It was great to see seven Labour MPs leave their party and launch a new political start up today. Politics in our country is a cartel, and it desperately needs some disrupters.
The business of elections in Britain tends to be dominated by the two established parties. Their market share is propped up by a series of noncompete arrangements put in place over the years. From the electoral system to the allocation of Short Money, things have been rigged to keep mediocre politicians and bad ideas in place long after their best before date.
But is the Gang of Seven, and their new “Independent Group” any sort of answer? In politics, as in business, starting something new is hard. The odds are against you. Judging by today’s launch, I suspect that this latest political start up has several fundamental flaws.
An entrepreneur friend of mine, who has launched lots of successful businesses, once explained to me that he made a point of never accepting any investment into one of this business ideas from someone he knew as a friend. Why not?

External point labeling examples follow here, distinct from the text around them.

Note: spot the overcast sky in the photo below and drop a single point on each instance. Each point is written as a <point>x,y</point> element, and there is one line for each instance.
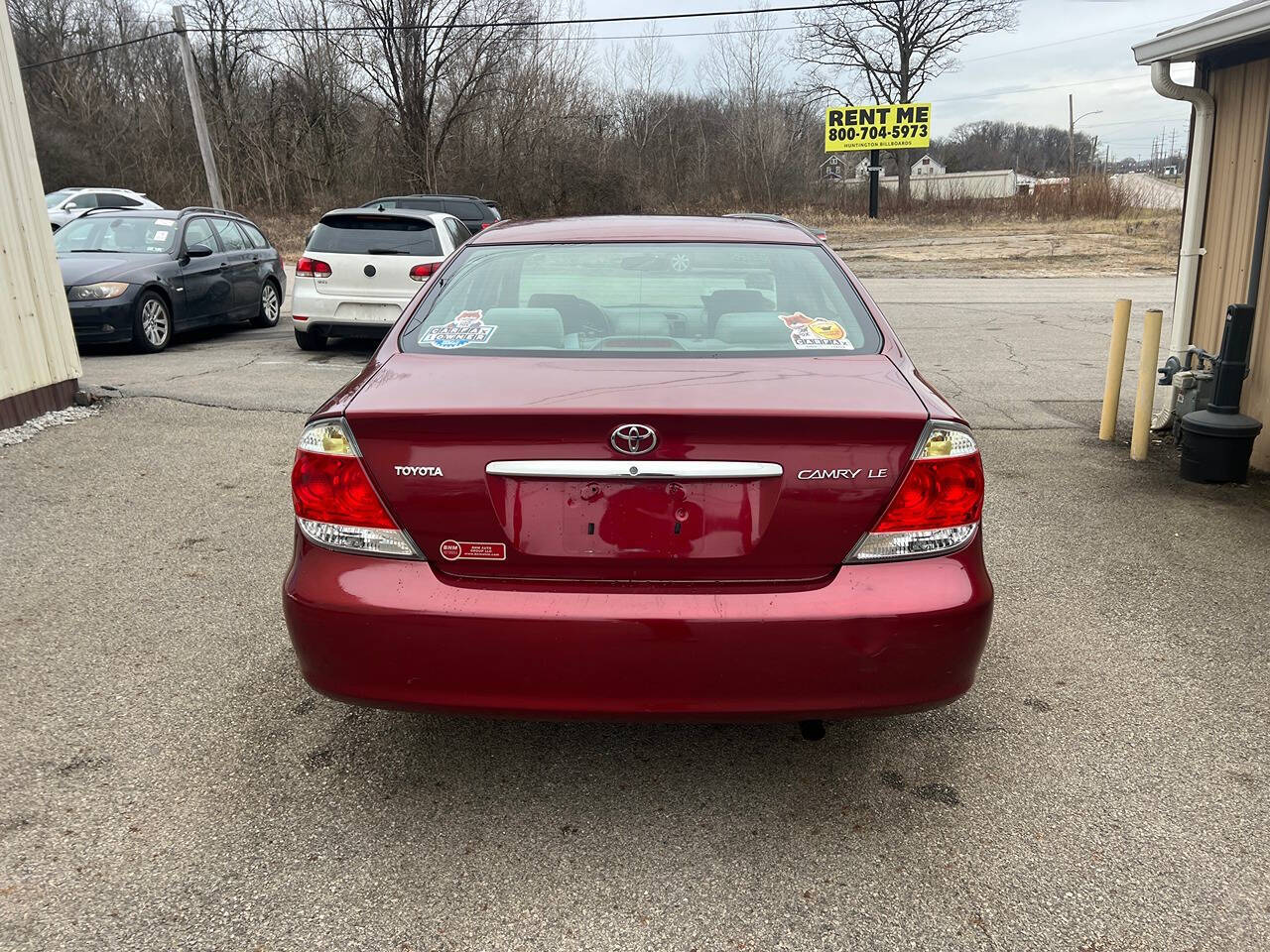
<point>1083,50</point>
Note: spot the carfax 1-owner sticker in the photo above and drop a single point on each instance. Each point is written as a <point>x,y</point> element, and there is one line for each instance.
<point>466,327</point>
<point>856,128</point>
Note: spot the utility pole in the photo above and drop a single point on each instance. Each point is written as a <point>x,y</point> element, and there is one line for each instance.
<point>1071,137</point>
<point>1072,118</point>
<point>195,107</point>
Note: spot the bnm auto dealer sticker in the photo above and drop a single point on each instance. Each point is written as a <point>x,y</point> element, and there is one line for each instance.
<point>811,334</point>
<point>494,551</point>
<point>467,327</point>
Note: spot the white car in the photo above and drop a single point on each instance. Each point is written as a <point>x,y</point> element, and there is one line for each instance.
<point>70,203</point>
<point>362,266</point>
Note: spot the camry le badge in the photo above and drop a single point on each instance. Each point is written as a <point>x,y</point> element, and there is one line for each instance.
<point>634,438</point>
<point>839,474</point>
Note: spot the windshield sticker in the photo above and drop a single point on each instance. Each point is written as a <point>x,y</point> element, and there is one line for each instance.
<point>467,327</point>
<point>811,334</point>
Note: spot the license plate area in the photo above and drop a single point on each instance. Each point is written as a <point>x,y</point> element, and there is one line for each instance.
<point>634,518</point>
<point>367,313</point>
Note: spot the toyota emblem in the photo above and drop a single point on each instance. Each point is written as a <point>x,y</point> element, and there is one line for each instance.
<point>634,438</point>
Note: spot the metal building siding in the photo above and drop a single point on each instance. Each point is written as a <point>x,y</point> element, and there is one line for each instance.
<point>37,341</point>
<point>1242,96</point>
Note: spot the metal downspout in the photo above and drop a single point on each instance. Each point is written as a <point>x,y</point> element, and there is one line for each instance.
<point>1197,206</point>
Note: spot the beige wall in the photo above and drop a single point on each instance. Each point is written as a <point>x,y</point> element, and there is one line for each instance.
<point>37,343</point>
<point>1242,95</point>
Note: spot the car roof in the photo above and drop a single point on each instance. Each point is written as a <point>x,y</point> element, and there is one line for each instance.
<point>164,213</point>
<point>434,194</point>
<point>388,213</point>
<point>644,227</point>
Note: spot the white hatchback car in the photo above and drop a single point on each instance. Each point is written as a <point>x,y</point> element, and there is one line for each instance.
<point>66,204</point>
<point>362,266</point>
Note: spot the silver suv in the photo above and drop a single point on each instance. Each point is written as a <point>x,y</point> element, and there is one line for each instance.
<point>70,203</point>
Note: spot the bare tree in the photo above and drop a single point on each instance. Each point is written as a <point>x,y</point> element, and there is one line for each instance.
<point>743,72</point>
<point>435,62</point>
<point>888,50</point>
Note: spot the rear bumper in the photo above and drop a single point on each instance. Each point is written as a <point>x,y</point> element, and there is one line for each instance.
<point>322,312</point>
<point>871,639</point>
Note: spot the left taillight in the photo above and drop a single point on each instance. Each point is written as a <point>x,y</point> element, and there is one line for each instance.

Because, he elaborated, being able to get a complete stranger to put money into his idea early on was the ultimate litmus test. If he could not get the buy in from such investors, his new scheme probably wasn’t such a great idea after all.
For a political start up, it’s not the buy in from donors that matters. You can actually run a pretty effective campaign on a shoestring, if you need to. It’s the buy in from the voters that decides if your approach is viable. Here the early signs are ominous for the Independent Group.
The fact that not one of the seven defecting MPs feels able to call a by election when changing parties suggests to me that they clearly aren’t confident that they will get the backing of their own electorate in launching this new venture. If not even those punters that know them best are prepared to back their new venture now, what chance is there that they will buy in to this new party in six or 18 months’ time? What chance is there that voters less familiar with the Gang of Seven will also do so?
Sometimes in venture capital, start-ups are launched amid much fanfare. The potential of the new venture, and the hipsters behind it, get massively talked up. The overvalued shares are then quickly sold on before any of this becomes apparent. This unscrupulous strategy is known as “pump-and-dump”.
Today’s new political start-up will get a lot of the “pump” treatment on every media outlet over the coming months. It will be overhyped. But I rather doubt any of these seven MPs will still be in Parliament after the next election.
When I launched a little political entrepreneurship, leaving the Conservative Party and calling a by-election, I knew I was giving up the support of a big established party machine.
I would have to build my own campaign capability. I managed to do so with great success, achieving one of the largest swings to any party in any election in UK history. But it was a gruelling slog – and took enormous time and effort.
Having then won my seat in a by-election, I held onto it as a de facto independent by preparing the ground work. If the Gang of Seven are serious about holding their seats, the press conference is the easy bit.
At today’s launch, it sometimes sounded to me as if the breakaway group of MPs planned to appeal to anti politics-as-usual sentiment. There is undoubtedly a very large market in appealing to those that are fed up with the established parties. But how far are this Gang of Seven willing to go?
Far from wanting radical change, today’s breakaway group of MPs at times sounded like a Blair tribute act. I’m not sure that the anti-politics-as-usual market place is crying out for a new party run by those who seem to defend all the failed orthodoxies of our age. How do you position yourself at the next election as radically forward thinking, if you are also committed to taking Britain back into the EU? How do you reconcile wanting a People’s Vote on the EU, but denying local constituents a people’s vote in a by-election? It all starts to look a little ill thought through.
When I left one party and joined another, it was for a clear reason; I wanted Britain to leave the EU. That was why I stood for Parliament in the first place. Switching parties when I did would, in my view, maximise the chances of a referendum and help ensure that the right people ran the campaign, should it come.
If you have a clear, compelling motive for being in politics in the first place, as I felt I had, it was actually pretty easy to leave one party, join another, and go through a by-election in the process.
I suspect that some of those leaving the Labour party today want, first and foremost, to be in politics. Labour activists in some of their constituencies seemed poised to deselect them. Rather like those that founded the SDP many years ago, they have jumped before they were pushed.
Today they articulated all sorts of post facto reasons to explain to the press – and indeed to one another – why they are doing what they do. I’m not sure it adds up to a compelling agenda for the kind of political change our country desperately needs.